Janet Maslin - New York Times


Paula Hawkins has come up with an ingenious slant on the currently fashionable amnesia thriller.... Hawkins juggles perspectives and timescales with great skill, and considerable suspense builds up along with empathy for an unusual central character.
Guardian (UK)


Like its train, the story blasts through the stagnation of these lives in suburban London and the reader cannot help but turn pages.... The welcome echoes of Rear Window throughout the story and its propulsive narrative make The Girl on the Train an absorbing read.
Boston Globe


Given the number of titles that are declared to be "the next" of a bestseller...book fans have every right to be wary. But Paula Hawkins’ novel The Girl on the Train just might have earned the title of "the next Gone Girl."
Christian Science Monitor


[A] twisty thriller.... It’s being called the next Gone Girl.
USA Today


[The Girl on the Train] pulls off a thriller's toughest trick: carefully assembling everything we think we know, until it reveals the one thing we didn't see coming.
Entertainment Weekly


Gone Girl fans will devour this psychological thriller.... Hawkins’s debut ends with a twist that no one—least of all its victims—could have seen coming.
People


Hawkins’s taut story roars along at the pace of, well, a high-speed train.... Hawkins delivers a smart, searing thriller that offers readers a 360-degree view of lust, love, marriage and divorce.
Good Housekeeping


There’s nothing like a possible murder to take the humdrum out of your daily commute.
Cosmopolitan


Rachel takes the same train into London every day, daydreaming about the lives of the occupants in the homes she passes. But when she sees something unsettling from her window one morning, it sets in motion a chilling series of events that make her question whom she can really trust.
Woman’s Day


(Starred review.) [A] psychologically astute debut.... [Hawkins] deftly shifts between the accounts of the addled Rachel, as she desperately tries to remember what happened, Megan, and, eventually, Anna, for maximum suspense. The surprise-packed narratives hurtle toward a stunning climax, horrifying as a train wreck and just as riveting.
Publishers Weekly


[U]nfortunately, by using [different narrators for each chapter], debut author Hawkins confuses the reader.
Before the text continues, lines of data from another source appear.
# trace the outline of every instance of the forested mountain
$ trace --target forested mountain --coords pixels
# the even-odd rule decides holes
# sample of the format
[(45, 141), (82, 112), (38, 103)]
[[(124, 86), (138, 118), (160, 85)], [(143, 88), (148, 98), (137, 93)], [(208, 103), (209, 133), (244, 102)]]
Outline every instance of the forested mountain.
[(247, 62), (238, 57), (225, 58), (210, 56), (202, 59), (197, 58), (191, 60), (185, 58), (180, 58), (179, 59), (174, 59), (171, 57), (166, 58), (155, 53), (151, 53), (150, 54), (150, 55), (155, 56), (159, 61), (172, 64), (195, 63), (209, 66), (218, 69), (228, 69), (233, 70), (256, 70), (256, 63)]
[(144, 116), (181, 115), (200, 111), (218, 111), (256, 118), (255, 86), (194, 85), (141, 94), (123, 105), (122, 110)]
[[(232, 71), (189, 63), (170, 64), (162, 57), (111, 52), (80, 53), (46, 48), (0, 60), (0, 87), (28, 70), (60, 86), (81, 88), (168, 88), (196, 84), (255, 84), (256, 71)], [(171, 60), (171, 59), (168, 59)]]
With only a brief look into backstory, undeveloped characters offer no reason or motivation for their actions, and none of them is likable. [A] disappointing psychological thriller. —Marianne Fitzgerald, Severna Park H.S., MD
Library Journal


(Starred review.) Desperate to find lives more fulfilling than her own, a lonely London commuter imagines the story of a couple she's only glimpsed through the train window in Hawkins' chilling, assured debut.... Even the most astute readers will be in for a shock as Hawkins slowly unspools the facts, exposing the harsh realities of love and obsession's inescapable links to violence.